The first layer consists of input embeddings, and the 12 remaining are BERT's layers.

In [144]:
outputs.hidden_states[1].shape

torch.Size([1, 39, 768])

In [139]:
outputs.hidden_states[0].shape[1] == len(tokens)

True

`hidden_states` was a tuple, so we make it a tensor. Furthermore, as our input contains just one sentence, we get rid of 'batches dimension'.

In [147]:
token_embeddings = torch.stack(hidden_states, dim=0)
token_embeddings = torch.squeeze(token_embeddings, dim=1)
token_embeddings = token_embeddings.permute(1,0,2)
token_embeddings = token_embeddings[1:-1]                   # We don't need [CLS] and [SEP]
token_embeddings.shape

torch.Size([37, 13, 768])

Now, `token_embeddings` tensor contains all of the embeddings for each of our tokens.

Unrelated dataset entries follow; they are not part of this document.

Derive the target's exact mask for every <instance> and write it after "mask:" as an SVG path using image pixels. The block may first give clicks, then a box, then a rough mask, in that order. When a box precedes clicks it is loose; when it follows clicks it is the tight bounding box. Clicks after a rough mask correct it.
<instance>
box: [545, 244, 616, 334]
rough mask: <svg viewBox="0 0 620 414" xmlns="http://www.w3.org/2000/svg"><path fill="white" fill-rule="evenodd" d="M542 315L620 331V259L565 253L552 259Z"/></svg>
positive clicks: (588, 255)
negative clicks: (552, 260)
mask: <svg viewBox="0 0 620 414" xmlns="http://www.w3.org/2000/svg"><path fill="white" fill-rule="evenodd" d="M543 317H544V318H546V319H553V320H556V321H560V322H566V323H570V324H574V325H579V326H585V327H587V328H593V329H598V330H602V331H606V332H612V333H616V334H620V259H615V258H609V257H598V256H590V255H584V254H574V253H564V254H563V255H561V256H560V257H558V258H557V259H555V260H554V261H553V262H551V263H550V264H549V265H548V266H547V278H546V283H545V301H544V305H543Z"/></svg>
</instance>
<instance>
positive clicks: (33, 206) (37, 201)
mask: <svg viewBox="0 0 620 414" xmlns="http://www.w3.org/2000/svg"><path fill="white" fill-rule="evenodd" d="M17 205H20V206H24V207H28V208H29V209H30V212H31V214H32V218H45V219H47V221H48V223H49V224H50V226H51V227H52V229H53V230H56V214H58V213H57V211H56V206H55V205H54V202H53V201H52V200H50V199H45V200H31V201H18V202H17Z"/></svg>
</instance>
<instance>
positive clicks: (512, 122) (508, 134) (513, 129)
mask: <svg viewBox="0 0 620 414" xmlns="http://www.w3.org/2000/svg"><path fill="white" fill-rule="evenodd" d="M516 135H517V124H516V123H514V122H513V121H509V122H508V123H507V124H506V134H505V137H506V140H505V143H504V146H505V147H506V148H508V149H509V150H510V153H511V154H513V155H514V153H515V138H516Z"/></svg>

First dimension are tokens themselves, second dimension represents layers and the third one are embedding values.

Now we need to get a single vector to represent each token. This can be done in multiple ways, most important of which are

- concatenation of last four layers
- sum of last four layers
- extraction of the second-to-last layer

Here, for the first pass, I will do sum of the last four layers.

In [148]:
token_vectors = []
for emb in token_embeddings:
    token_vectors.append(torch.sum(emb[-4:], dim=0))
token_vectors = torch.stack(token_vectors)
token_vectors.shape

torch.Size([37, 768])

In [155]:
token_vectors2 = torch.sum(token_embeddings[:,-4:,:], dim=1)
token_vectors2.shape

torch.Size([37, 768])

In [156]:
torch.equal(token_vectors, token_vectors2)

True

This was a more efficient way!

Next, we need to go through the tokens and combine those that belong to the same word.

In [157]:
word_token_lengths = []
for word in tr_stt_words[23]:
    word_token_lengths.append(len(tokenizer.encode(word, add_special_tokens=False)))

In [159]:
id = 0
word_vectors = []
for wl in word_token_lengths:
    word_vectors.append(torch.mean(token_vectors[id:id+wl], dim=0))
    id = id+wl
word_vectors = torch.stack(word_vectors)

In [160]:
final_vectors.shape

torch.Size([36, 768])

In [169]:
len(tr_stt_words[23])

36

I strongly beleive this works. If anyone has any idea why it might not, feel free to share.